Il ricorso è accolto nel senso che la decisione impugnata del 28 giugno
2017 è annullata e gli atti di causa sono rinviati all'UAIE affinché proceda
al completamento dell'istruttoria ed alla pronuncia di una nuova decisione
ai sensi dei considerandi.
2.
Non si prelevano spese processuali. L’anticipo di fr. 822.-, corrisposto con
versamenti del 5 e del 27 settembre 2017, sarà restituito alla ricorrente
dopo la crescita in giudicato della presente sentenza.
3.
L’UAIE rifonderà alla ricorrente fr. 2'000.- a titolo di spese ripetibili.
4.
Comunicazione a:
– rappresentante della ricorrente (Raccomandata con avviso di ricevi-
mento; allegato: formulario “Indirizzo per il pagamento”)

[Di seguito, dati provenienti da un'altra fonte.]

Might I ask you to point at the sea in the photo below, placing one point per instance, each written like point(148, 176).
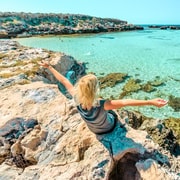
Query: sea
point(143, 54)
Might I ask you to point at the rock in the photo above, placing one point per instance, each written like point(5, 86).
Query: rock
point(174, 102)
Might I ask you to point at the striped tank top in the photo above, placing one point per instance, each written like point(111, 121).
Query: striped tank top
point(98, 120)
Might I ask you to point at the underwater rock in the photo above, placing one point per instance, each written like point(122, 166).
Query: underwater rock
point(174, 102)
point(148, 88)
point(131, 86)
point(174, 125)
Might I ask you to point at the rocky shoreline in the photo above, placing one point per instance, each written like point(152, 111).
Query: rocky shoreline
point(33, 24)
point(43, 137)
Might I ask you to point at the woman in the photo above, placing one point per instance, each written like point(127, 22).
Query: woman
point(94, 111)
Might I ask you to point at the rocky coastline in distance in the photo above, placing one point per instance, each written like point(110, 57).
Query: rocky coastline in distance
point(32, 24)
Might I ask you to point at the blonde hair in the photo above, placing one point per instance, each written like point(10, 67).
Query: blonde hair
point(86, 91)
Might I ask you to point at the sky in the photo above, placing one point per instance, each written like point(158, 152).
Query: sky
point(133, 11)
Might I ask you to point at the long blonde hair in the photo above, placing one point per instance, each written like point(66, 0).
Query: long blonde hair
point(86, 91)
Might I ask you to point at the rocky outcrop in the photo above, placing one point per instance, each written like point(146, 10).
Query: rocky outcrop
point(54, 142)
point(29, 24)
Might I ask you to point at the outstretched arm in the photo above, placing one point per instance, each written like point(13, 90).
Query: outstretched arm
point(60, 78)
point(115, 104)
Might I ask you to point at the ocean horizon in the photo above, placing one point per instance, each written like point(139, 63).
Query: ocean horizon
point(145, 55)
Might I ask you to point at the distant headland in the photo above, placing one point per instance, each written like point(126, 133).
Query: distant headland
point(32, 24)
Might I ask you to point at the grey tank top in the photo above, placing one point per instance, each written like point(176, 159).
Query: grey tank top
point(98, 120)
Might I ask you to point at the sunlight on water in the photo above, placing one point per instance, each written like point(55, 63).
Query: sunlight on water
point(144, 55)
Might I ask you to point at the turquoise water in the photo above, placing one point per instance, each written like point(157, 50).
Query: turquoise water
point(143, 54)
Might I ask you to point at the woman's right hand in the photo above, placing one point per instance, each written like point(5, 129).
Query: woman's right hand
point(158, 102)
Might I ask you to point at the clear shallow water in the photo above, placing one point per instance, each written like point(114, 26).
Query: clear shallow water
point(142, 54)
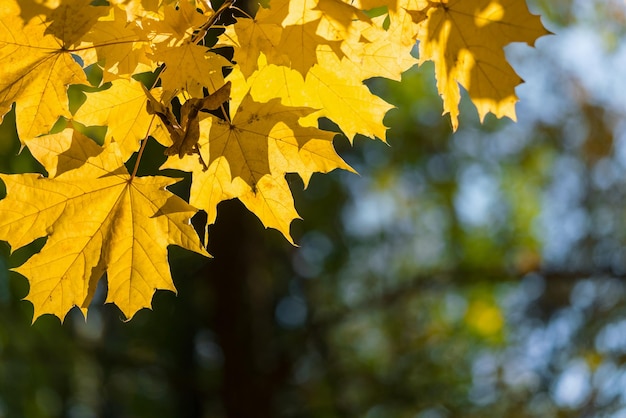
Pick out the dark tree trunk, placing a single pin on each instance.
(243, 313)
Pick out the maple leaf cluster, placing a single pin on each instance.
(238, 112)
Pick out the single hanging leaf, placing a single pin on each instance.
(465, 39)
(97, 220)
(248, 160)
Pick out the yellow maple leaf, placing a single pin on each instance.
(333, 87)
(249, 157)
(97, 219)
(35, 72)
(465, 39)
(119, 45)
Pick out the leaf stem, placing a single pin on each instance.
(140, 154)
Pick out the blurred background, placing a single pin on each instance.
(475, 274)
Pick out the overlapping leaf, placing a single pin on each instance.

– autorità inferiore (n. di rif.; Raccomandata; allegati: copie delle
osservazioni della ricorrente del 15 gennaio 2018 e degli allegati
documenti [doc. TAF 17 e allegati])
– Ufficio federale delle assicurazioni sociali (Raccomandata)
Il presidente del collegio: La cancelliera:
Vito Valenti Anna Borner
I rimedi giuridici sono menzionati alla pagina seguente.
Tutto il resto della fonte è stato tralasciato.